Although Soul singer Maxwell has enjoyed stratospheric success as a silky and powerful R&B artist since the mid-’90s, there’s an argument that his career has suffered from classic mismanagement and a slight case of squandered potential. Since ’96, his output has consisted of just four studio albums and a live EP. In fairness, that catalog has generated 12 Grammy nominations and two wins.
Columbia doubted the commercial value of Maxwell’s classic debut, Maxwell’s Urban Hang Suite, and held it for more than a year. After its release, the album exploded with its second single, “Ascension (Don’t Ever Wonder).” The album eventually notched double platinum numbers. The following year, Maxwell performed on MTV’s Unplugged and wanted to officially release the show as an album, but Columbia again balked.
The label allowed a seven-song EP of the sessions instead.
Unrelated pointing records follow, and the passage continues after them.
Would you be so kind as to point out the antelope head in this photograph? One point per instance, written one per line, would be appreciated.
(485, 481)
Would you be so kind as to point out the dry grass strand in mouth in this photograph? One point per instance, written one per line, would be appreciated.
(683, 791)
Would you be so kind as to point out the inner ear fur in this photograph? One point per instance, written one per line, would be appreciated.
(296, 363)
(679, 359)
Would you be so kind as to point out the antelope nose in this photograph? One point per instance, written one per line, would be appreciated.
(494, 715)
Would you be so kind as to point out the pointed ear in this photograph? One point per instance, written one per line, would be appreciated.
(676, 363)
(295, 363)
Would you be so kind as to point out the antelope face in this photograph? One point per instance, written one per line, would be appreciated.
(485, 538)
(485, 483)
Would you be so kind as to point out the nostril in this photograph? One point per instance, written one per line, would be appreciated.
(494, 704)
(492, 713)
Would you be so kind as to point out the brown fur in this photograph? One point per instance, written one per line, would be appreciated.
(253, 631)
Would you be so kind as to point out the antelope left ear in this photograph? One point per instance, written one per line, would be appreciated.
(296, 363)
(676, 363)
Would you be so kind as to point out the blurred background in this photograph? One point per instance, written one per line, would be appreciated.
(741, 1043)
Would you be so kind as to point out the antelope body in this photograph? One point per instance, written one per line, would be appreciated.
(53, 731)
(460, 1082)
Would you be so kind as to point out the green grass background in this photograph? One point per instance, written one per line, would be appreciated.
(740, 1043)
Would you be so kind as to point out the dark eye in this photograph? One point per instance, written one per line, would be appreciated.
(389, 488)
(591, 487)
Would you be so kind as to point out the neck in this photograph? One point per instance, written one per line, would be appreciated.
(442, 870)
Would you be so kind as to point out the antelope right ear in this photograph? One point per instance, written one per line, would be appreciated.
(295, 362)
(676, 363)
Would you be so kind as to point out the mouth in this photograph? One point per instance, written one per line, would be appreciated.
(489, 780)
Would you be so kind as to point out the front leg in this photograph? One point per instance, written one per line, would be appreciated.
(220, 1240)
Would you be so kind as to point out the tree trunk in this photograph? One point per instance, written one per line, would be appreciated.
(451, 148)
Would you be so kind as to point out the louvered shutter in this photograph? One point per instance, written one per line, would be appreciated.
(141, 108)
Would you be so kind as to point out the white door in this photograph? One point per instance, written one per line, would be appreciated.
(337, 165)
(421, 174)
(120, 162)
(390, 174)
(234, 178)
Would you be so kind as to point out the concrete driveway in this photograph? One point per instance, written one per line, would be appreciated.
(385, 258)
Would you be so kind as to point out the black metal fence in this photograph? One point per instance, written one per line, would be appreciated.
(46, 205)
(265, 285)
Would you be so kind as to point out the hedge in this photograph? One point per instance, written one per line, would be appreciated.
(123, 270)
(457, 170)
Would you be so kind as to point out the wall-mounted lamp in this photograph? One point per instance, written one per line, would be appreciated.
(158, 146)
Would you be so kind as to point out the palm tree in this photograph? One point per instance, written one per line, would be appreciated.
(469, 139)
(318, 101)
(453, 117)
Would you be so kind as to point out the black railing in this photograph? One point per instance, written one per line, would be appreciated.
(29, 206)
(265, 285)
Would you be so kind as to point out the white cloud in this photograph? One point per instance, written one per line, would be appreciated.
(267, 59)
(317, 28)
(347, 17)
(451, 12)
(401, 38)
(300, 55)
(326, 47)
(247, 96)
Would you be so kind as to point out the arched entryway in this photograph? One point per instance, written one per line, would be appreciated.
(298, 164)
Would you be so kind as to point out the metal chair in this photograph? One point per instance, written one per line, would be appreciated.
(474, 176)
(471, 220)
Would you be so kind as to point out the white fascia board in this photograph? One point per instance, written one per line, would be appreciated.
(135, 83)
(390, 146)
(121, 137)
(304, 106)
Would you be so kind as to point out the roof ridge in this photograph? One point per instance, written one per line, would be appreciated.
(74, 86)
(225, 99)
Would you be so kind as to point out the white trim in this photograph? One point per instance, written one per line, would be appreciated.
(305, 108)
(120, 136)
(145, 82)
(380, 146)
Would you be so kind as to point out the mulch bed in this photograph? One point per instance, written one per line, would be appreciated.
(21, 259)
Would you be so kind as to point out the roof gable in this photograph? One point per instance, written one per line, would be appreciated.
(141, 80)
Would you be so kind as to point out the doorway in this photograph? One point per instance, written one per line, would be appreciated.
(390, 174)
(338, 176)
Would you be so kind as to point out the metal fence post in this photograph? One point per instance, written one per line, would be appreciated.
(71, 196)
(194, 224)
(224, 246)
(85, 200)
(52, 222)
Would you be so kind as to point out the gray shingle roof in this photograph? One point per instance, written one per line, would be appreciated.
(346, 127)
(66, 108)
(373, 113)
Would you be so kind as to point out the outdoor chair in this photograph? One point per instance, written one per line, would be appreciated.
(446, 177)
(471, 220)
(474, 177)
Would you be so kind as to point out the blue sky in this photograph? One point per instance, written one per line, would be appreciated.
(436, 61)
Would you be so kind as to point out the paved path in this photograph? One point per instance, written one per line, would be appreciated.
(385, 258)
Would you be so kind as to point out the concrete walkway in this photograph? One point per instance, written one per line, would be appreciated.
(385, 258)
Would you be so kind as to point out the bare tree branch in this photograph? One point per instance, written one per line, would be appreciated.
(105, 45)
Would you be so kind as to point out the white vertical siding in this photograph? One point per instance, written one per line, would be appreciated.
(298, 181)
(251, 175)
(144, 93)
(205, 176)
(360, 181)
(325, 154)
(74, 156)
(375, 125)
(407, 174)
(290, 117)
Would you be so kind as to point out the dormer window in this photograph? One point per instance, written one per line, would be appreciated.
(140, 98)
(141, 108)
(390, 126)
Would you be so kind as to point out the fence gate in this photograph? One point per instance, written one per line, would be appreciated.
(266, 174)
In 1998, Maxwell stumbled with his sophomore studio album, Embrya, which generated poor reviews yet still moved a million units, but in 1999, he recorded R. Kelly’s composition “Fortunate” for the film Life. The single became Maxwell’s most successful. In 2001, Maxwell released Now, which also took its share of critical abuse but became his first No. 1 album. Maxwell then dropped out for eight years, reemerging with BLACKsummers’night.
It’s now another five years later, and Maxwell has yet to follow up BLACKsummers’night with the second and third parts of his proposed trilogy.Maxwell remains a strong R&B contender with the contemporary magnetism of R. Kelly and the pure classicism of Marvin Gaye, but he has yet to establish a consistent pattern of success. He told Rolling Stone recently that he’ll be road-testing songs from his anticipated new “cyborg-ish” album, so this current “Summer Soulstice” tour could be a defining moment in a career that’s already on the cusp of his 20th anniversary.